When designing organisations:

  1. Make it measurable – Opening up organisational metrics to employees makes them feel more aligned to the larger goals, and therefore more motivated. This can also help improve feelings of trust and security in an organisation. However, we need to rethink what we measure. Many of the old metrics for business output are no longer relevant in the virtual world. Things like Time and Materials measures aren’t particularly useful when people can respond to emails on their phone, wherever and whenever they like. Given what we discussed earlier on the impacts in the workplace, we should also start to measure things like employee engagement and wellbeing. Many tools are cropping up in this area, and lots integrate directly with collaboration software like Microsoft Teams and Slack.
  1. Break down organisation silos – We should encourage employees not just to stay in their lane, but to explore other lanes. This not only makes employees feel more engaged in the outcome of the organisation, but also opens the door for innovation and gives a greater diversity of ideas. It is often easier said than done, but there are a few ways to remove silos: setting up regular cross-functional working groups to solve specific problems, make training and all ‘extra-curricular’ activities cross-functional, or just set aside time in employees diaries to have open discussions with people from other teams. This can go even further by redesigning org structures into a matrix organisation, whereby individuals report in to 2 or more functions.
  1. Empower employees to make decisions – To improve the speed of change and innovation, and truly unlock the potential of digital transformation, organisations need to empower all individuals to make decisions, not just a select few at the top. This has the added benefit of greatly improving employee engagement and motivation. Organisations like Netflix are renowned for creating a culture of bottom-up decision making across the whole hierarchy. Employees are given the broad guidance to: 1) make decisions based on first principles, reducing reliance on assumptions, and 2) make decisions based on Netflix’s interest in the long term. CEO Reed Hastings was once quoted as saying “I pride myself on making as few decisions as possible in a quarter”.

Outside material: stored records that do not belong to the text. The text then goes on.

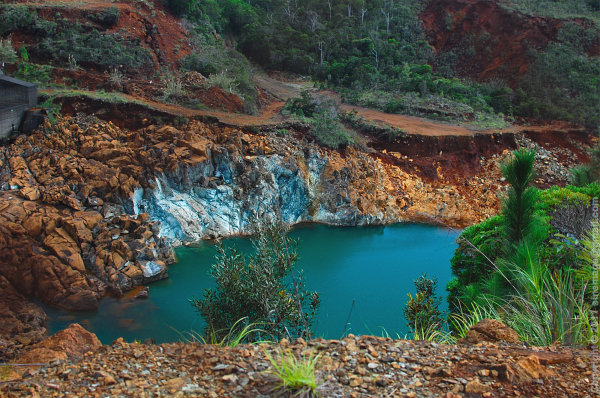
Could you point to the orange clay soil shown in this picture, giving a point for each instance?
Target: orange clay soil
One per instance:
(501, 38)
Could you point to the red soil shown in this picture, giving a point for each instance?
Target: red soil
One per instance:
(501, 38)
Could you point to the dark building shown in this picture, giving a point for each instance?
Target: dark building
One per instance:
(16, 96)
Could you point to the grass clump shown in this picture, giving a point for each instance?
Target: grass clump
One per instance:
(297, 376)
(531, 266)
(233, 337)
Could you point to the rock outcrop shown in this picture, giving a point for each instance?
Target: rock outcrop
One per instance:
(490, 330)
(72, 342)
(200, 182)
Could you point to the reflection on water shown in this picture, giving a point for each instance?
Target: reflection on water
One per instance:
(371, 266)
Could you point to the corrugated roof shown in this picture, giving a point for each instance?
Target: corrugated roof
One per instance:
(16, 81)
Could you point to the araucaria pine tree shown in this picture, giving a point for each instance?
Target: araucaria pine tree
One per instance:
(518, 206)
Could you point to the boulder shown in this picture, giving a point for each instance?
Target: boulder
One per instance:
(71, 343)
(490, 330)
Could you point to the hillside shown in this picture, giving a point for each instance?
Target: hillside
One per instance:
(172, 122)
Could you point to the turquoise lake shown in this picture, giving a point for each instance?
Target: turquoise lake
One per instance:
(372, 266)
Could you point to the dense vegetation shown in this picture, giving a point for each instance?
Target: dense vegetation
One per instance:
(532, 265)
(375, 52)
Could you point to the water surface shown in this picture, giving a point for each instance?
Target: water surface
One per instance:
(374, 267)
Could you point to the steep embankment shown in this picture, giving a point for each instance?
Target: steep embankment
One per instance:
(488, 41)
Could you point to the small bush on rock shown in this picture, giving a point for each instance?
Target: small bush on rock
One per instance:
(255, 288)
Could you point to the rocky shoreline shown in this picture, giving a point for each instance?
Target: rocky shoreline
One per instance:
(73, 363)
(87, 208)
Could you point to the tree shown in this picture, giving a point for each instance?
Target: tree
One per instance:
(254, 288)
(518, 206)
(8, 55)
(588, 173)
(422, 311)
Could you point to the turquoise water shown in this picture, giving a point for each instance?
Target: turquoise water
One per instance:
(372, 266)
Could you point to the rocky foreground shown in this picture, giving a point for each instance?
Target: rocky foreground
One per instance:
(75, 364)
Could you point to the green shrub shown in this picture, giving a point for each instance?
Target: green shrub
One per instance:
(34, 73)
(422, 311)
(327, 129)
(8, 55)
(255, 287)
(108, 16)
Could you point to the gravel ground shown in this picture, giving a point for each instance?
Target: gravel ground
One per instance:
(364, 366)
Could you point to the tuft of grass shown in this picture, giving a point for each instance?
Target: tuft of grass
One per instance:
(235, 336)
(430, 333)
(297, 376)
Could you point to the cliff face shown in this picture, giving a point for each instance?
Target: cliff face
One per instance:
(217, 182)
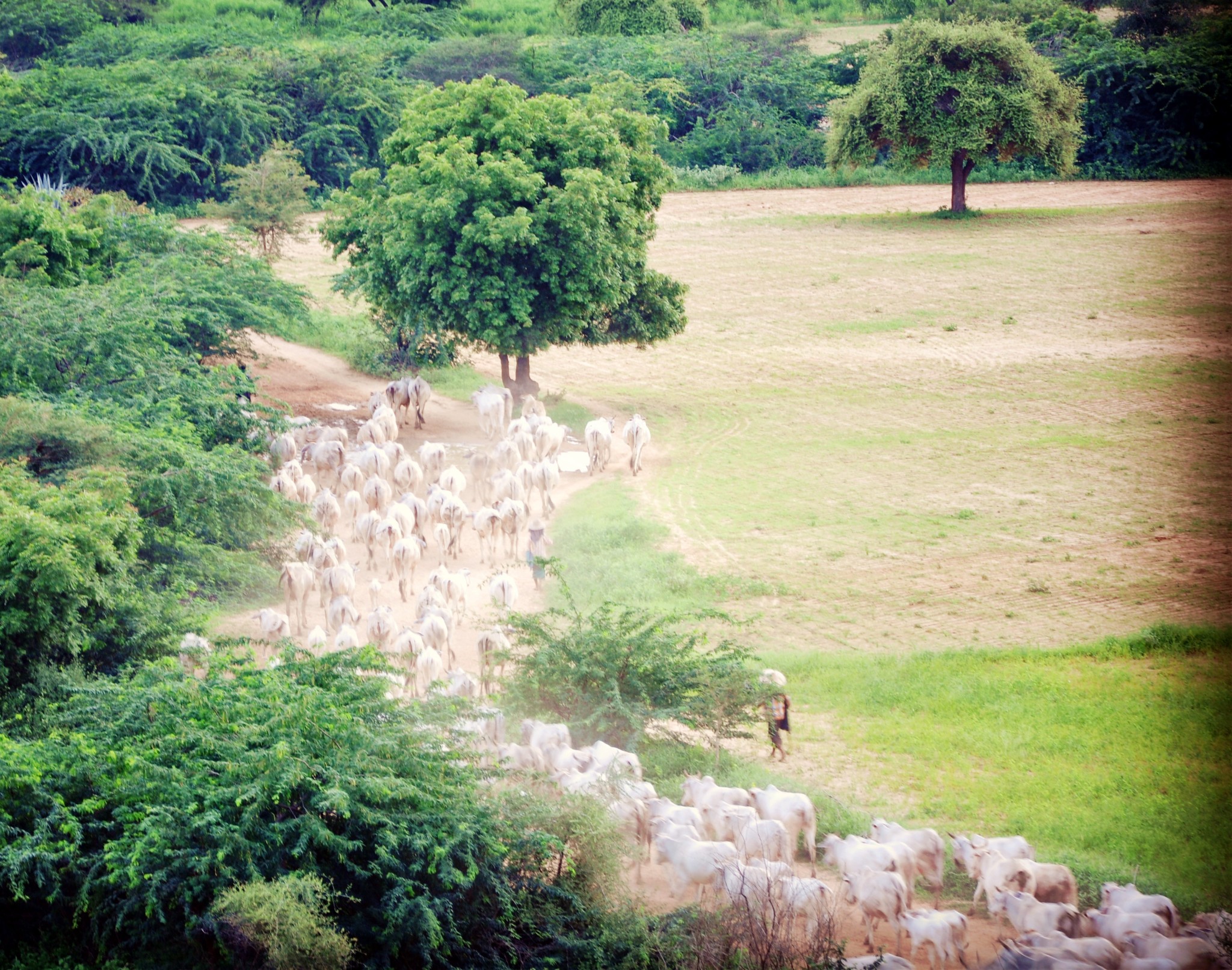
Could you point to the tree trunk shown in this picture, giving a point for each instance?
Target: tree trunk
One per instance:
(523, 382)
(960, 168)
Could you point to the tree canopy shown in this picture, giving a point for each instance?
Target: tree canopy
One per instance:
(956, 94)
(268, 196)
(510, 222)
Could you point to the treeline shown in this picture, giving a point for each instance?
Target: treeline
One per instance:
(157, 109)
(131, 489)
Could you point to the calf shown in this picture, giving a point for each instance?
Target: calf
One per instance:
(1116, 925)
(695, 863)
(879, 897)
(1030, 916)
(944, 931)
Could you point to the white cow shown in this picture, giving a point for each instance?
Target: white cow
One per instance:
(720, 819)
(546, 477)
(1189, 953)
(795, 811)
(1030, 916)
(297, 582)
(431, 460)
(637, 437)
(762, 838)
(806, 898)
(694, 863)
(382, 628)
(541, 735)
(599, 443)
(503, 591)
(1115, 925)
(746, 886)
(943, 933)
(1011, 847)
(1133, 901)
(879, 897)
(1086, 950)
(853, 856)
(926, 845)
(429, 669)
(492, 412)
(274, 625)
(699, 792)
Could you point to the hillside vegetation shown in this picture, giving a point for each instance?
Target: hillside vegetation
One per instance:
(157, 99)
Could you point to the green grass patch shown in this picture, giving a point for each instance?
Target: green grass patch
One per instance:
(1110, 757)
(610, 554)
(570, 413)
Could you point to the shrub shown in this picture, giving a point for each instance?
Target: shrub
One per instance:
(130, 825)
(30, 29)
(609, 672)
(621, 16)
(284, 925)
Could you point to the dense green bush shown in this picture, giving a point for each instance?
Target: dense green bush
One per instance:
(1160, 109)
(284, 925)
(620, 16)
(609, 672)
(30, 29)
(152, 797)
(132, 487)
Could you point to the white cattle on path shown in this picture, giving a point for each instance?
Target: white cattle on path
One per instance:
(795, 811)
(941, 932)
(879, 897)
(697, 864)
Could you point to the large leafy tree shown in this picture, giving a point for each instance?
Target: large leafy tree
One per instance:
(956, 94)
(511, 223)
(268, 196)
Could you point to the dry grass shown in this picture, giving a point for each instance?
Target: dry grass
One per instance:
(819, 429)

What might the future hold?

Over the last decade, the level of transaction we feel comfortable doing without a human has steadily risen – We are now not only comfortable to buy our £50 weekly shop digitally, but also a £50,000 car. The threshold of the gravity of the situation that we feel comfortable relying solely on technology will continue to steadily rise as the current digital solutions become normalised. Therefore, it will become more and more important to develop technology that supports our human life, not overwhelms it.